Two of the Invite’s perennial tour-de-force genres — anagrams and song
parodies — dominated this week’s results. Jon Gearhart gets his fifth
win with an amazingly readable translation of the Preamble as a totally
valid anagram, while Jesse Frankovich anagrammed the same passage to
explain not the Constitutional itself, but this very contest — “not the
contest,” one might carp, but I had highly diminished carpacity when it
came to that entry. (By the way, both anagrams work if the modern
American spelling “defense,” rather than “defence,” is used.)
Nan Reiner went to town this week, as she almost always does at the drop
of a song parody or poem contest, scoring a useful pair of
four-leg-holed bikini briefs. Usually I ask second-place Losers to send
in a photo of themselves wearing their silly prize hat or whatever, but
I hereby suspend that request this week.
Duncan Stevens also inked with a crafty take on the Invite’s favorite
parody song, “Be Our Guest,” but finished “above the fold” with one of
several zings this week at the electoral college. (I’m actually not
convinced that we should throw out that system, but I try not to let my
opinions on the issues determine who gets ink.) Duncan is an almost
nonstop ink-blotter, but this week’s third-place finisher, Jon Ketzner,
almost doubled his lifetime ink with his runner-up and two honorable
mentions. Until this week, Jon was much more visible in this very
column, in my selections of unprintable entries (e.g., things to be
thankful for: “I’m thankful that my vegan wife’s refusal to put anything
in her mouth that had a mother extends only to her dietary requirements”).
*LOSER BRUNCH THIS SUNDAY: IT MIGHT NOT EVEN RAIN*
** Now that Hurricane Florence seems not to be heading northward, it
seems as if we in the D.C. area will get off easy this weekend after
all. So Sunday’s Loser brunch at the Indian restaurant Aditi is on (at
noon, in the Kingstowne area a couple of miles outside the Beltway in
Virginia).
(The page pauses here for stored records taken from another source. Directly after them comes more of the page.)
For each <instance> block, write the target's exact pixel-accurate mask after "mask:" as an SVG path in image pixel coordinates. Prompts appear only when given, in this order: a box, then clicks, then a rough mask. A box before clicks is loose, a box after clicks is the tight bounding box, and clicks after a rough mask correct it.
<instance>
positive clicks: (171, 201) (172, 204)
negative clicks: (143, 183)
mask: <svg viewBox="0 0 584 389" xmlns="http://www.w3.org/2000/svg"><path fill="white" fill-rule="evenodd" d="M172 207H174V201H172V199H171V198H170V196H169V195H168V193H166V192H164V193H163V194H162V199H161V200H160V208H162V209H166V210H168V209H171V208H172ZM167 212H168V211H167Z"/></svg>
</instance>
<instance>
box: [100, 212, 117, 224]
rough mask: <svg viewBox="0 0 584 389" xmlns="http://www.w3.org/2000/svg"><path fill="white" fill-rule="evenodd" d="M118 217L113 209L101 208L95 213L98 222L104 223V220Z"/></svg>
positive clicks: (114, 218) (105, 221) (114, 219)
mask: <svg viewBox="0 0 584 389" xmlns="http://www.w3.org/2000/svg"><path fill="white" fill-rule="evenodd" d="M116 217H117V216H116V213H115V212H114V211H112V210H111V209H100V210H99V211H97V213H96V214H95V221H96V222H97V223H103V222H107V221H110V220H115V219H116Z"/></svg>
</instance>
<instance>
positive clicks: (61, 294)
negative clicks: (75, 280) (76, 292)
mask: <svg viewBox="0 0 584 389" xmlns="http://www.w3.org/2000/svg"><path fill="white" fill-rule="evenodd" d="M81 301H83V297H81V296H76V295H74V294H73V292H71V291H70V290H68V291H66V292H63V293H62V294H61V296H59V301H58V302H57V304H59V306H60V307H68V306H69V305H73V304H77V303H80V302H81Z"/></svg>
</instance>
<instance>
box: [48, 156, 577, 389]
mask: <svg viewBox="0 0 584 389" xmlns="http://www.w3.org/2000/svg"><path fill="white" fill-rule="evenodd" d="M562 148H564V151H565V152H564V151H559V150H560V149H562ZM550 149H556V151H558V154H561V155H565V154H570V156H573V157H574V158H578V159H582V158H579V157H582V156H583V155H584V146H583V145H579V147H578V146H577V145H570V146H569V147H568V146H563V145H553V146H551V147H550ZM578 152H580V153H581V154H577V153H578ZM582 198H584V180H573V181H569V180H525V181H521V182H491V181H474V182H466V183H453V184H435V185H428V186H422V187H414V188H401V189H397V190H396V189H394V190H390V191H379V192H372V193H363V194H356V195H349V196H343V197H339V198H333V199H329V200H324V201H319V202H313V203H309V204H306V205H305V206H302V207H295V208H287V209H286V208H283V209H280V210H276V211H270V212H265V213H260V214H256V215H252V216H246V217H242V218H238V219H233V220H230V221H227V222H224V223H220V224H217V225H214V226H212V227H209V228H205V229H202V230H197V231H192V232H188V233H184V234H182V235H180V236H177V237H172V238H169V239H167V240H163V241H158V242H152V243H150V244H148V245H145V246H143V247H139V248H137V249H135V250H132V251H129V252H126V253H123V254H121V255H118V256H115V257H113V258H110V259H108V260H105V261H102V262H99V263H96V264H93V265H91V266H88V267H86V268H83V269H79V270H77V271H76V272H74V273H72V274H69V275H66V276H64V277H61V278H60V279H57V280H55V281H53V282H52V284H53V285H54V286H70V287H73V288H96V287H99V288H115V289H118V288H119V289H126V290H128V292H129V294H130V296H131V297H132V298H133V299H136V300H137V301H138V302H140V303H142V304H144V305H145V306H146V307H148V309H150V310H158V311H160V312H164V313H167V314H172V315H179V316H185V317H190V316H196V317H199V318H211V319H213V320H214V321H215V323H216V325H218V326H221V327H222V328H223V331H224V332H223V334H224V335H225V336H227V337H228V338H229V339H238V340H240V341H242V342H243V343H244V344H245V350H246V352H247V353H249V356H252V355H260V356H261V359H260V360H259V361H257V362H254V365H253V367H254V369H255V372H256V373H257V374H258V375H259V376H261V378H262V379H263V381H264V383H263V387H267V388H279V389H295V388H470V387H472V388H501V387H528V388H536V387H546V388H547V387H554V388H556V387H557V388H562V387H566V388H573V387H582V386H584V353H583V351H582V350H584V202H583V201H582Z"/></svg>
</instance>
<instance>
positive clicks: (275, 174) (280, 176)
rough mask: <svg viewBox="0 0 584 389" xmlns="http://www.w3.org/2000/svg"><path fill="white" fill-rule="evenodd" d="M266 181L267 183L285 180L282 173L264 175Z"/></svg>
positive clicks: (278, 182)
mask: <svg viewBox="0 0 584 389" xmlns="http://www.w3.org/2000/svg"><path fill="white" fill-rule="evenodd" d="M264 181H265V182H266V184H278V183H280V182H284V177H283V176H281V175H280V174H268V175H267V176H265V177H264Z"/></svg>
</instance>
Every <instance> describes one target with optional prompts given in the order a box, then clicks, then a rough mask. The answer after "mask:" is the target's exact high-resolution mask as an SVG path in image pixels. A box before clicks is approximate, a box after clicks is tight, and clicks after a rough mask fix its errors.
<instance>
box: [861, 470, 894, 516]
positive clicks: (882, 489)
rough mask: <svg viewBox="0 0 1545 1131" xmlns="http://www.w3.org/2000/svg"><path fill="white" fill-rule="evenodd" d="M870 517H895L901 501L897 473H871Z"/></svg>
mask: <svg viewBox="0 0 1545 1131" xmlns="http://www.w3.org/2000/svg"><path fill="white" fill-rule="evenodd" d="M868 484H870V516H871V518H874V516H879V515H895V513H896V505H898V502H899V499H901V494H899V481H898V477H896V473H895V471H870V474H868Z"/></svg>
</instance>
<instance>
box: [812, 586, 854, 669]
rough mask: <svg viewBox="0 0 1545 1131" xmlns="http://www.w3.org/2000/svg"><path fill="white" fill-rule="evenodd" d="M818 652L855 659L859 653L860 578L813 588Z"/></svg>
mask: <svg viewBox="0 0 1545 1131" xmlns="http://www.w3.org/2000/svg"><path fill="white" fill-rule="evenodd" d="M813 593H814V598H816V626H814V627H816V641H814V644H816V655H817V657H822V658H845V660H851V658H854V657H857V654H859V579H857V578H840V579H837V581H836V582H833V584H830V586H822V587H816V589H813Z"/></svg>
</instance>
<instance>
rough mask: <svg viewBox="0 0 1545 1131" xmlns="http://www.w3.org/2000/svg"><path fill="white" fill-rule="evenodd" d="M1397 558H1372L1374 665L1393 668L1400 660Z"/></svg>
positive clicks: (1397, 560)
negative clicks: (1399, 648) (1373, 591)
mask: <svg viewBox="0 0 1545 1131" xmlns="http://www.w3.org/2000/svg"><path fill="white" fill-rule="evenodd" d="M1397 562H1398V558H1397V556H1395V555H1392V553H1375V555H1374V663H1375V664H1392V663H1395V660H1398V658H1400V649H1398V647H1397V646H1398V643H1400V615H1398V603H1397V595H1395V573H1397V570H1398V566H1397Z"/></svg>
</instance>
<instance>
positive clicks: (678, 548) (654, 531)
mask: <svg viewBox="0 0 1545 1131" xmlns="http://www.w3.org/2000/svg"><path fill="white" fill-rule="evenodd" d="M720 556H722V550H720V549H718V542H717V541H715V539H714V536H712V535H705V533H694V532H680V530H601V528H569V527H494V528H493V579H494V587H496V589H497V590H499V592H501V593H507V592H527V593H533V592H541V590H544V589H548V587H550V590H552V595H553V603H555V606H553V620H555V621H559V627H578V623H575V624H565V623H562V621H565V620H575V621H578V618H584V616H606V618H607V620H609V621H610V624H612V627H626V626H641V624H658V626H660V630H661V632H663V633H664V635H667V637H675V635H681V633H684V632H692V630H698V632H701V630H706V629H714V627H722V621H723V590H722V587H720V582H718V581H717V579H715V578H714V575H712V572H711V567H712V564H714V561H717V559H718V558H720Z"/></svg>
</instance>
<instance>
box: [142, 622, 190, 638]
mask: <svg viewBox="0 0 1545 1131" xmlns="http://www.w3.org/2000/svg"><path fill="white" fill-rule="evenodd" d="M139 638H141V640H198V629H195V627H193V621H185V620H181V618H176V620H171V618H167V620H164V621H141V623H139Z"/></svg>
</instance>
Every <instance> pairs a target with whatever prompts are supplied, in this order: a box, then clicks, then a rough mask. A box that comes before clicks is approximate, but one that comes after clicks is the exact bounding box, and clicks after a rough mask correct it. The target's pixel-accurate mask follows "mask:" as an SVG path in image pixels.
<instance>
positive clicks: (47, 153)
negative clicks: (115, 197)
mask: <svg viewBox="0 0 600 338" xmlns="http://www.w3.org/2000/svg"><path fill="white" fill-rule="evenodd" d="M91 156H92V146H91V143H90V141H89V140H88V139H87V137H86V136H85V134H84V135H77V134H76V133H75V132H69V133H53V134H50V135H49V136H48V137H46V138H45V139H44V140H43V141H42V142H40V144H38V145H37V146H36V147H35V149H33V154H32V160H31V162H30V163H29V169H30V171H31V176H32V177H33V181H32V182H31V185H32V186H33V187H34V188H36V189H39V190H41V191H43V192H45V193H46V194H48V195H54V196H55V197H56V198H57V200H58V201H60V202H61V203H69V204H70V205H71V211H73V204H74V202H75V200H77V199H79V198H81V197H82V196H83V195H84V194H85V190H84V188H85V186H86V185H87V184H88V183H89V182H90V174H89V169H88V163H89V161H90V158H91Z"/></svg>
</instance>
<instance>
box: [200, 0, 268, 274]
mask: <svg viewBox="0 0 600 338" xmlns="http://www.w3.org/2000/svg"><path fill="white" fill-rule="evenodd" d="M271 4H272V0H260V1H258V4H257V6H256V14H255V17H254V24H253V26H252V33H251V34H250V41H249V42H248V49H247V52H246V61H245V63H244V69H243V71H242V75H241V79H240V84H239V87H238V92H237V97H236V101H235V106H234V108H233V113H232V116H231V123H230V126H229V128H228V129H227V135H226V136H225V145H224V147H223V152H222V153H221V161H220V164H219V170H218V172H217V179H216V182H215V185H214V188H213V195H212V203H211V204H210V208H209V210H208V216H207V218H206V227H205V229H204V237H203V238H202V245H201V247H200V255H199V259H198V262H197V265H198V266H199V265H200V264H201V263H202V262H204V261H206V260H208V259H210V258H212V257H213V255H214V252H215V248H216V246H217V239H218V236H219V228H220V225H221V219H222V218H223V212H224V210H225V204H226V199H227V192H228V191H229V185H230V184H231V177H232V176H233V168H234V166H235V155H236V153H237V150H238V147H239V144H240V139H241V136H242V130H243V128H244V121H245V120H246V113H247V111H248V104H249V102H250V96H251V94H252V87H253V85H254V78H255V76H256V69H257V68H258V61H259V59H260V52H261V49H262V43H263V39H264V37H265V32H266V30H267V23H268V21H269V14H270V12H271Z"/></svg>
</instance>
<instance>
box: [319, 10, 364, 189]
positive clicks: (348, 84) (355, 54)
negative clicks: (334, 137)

More info and a link to RSVP to Elden Carnahan at NRARS.org
(click on “Our Social Engorgements”). I live for a
good buffet, which this is. Aditi is a fairly small storefront
restaurant (though as surprisingly elegant one), so it’d be especially
helpful if we know how many places we need at the table.
---
To those in the Loser Community who’ll be dancing with Florence in the
coming days, I wish you a safe and dry week (come on up here and brunch!).